I must not, however, forget to mention the last feature of the day, which was perhaps the best. Quabina had honored one of our party by the presentation of a “new (young) wife.” The recipient of so great a compliment, with all the politeness he could, declined the gift; but, notwithstanding this, the young “fair one” appeared with her little bundle, ready to accompany her intended but unintending husband to the vessel. He managed, however, to excuse himself, and I noticed was careful not to be seen on shore again.

Although we had been so eager to leave the old vessel that had begun to seem to us almost a prison, we were not sorry to regain the quiet deck, and there talk over the events of the day; but a night’s rest renewed the desire for land. Soon after breakfast, therefore, we were again in the boat, minus our friend, “the intended,” listening to the Kroomen’s song as they rowed us toward shore. The sea was not so tranquil as the day before, and we had to encounter some furious-looking waves, where the sea rolled heavily into the Cove. One of these dangerous-looking mounds of water startled a member of our party into an appeal to the head Krooman to be very careful.

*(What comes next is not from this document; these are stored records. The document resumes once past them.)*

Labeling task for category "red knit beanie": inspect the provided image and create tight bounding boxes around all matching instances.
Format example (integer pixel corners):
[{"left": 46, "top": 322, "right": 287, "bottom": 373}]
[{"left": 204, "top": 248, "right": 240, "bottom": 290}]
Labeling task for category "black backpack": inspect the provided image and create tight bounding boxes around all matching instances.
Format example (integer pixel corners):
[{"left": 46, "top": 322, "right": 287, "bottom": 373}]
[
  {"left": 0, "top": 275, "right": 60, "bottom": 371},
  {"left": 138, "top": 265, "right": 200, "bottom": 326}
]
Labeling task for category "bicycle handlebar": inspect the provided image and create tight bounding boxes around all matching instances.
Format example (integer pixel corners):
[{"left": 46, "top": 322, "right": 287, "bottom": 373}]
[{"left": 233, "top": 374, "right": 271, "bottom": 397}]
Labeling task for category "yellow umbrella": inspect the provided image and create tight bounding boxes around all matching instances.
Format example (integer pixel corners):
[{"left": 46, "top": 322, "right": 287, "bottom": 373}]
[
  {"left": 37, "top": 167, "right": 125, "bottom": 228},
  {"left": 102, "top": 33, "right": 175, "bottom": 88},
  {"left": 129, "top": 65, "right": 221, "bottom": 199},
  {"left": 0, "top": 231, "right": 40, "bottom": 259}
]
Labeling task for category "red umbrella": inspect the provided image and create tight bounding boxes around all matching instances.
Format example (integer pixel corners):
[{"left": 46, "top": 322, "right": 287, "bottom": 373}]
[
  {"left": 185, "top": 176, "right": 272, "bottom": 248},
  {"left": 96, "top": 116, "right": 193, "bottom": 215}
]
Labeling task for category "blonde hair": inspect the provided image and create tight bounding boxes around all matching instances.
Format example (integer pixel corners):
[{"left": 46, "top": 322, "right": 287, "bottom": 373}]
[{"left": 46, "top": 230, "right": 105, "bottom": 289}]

“O daddy,” confidently spoke out Sea Breeze, “no be ’fraid. Sea have plenty sass, it be true, but I be old Krooman, sea know dat; he no fit sass old Sea Breeze.” The assured tone of this modern Canute established the heart of our fearful friend, and, whether or no old Ocean acknowledged the skill of this boastful darky, we rode safely over wave after wave, and, after being as usual carried to the beach on the shoulders of the men, walked among the scenes of the previous day. But how changed! The day of drinking and the day of recovering from drink are widely different from each other. No dancing, no procession, no shouting was there to attract us. Dix Cove was in doors to-day, as yesterday it was out. I had come, however, more with a desire to get acquainted with a place than the people; and with sketchbook in hand I sauntered up the hill to take a view, and then to seek out the stream of the sacred crocodiles, of which I had heard. This latter, when found, I discovered to be a muddy little creek, fenced on either side with mangroves, and here and there a large tree branching over. Here I saw several of the ugly creatures lazily enjoying a nap in the sun. I wondered if there were anything on earth too repulsive for man to select as an object of worship. This West African Coast has a long list of deities that include, at one place monkeys, at another snakes, at another the insignificant little insect called mantis, and here the horrible crocodile. The people come to feed them, so that they are not at all shy, being well acquainted with the human countenance; but what they thought of a white face I do not know. One of our fellow-travellers, fond of sport, proposed shooting one of them, but the outcry was so fierce at the mention of such a thing, that for the safety of his own life he spared that of the crocodile.

We returned again to the vessel, and the next day we saw only sea and sky.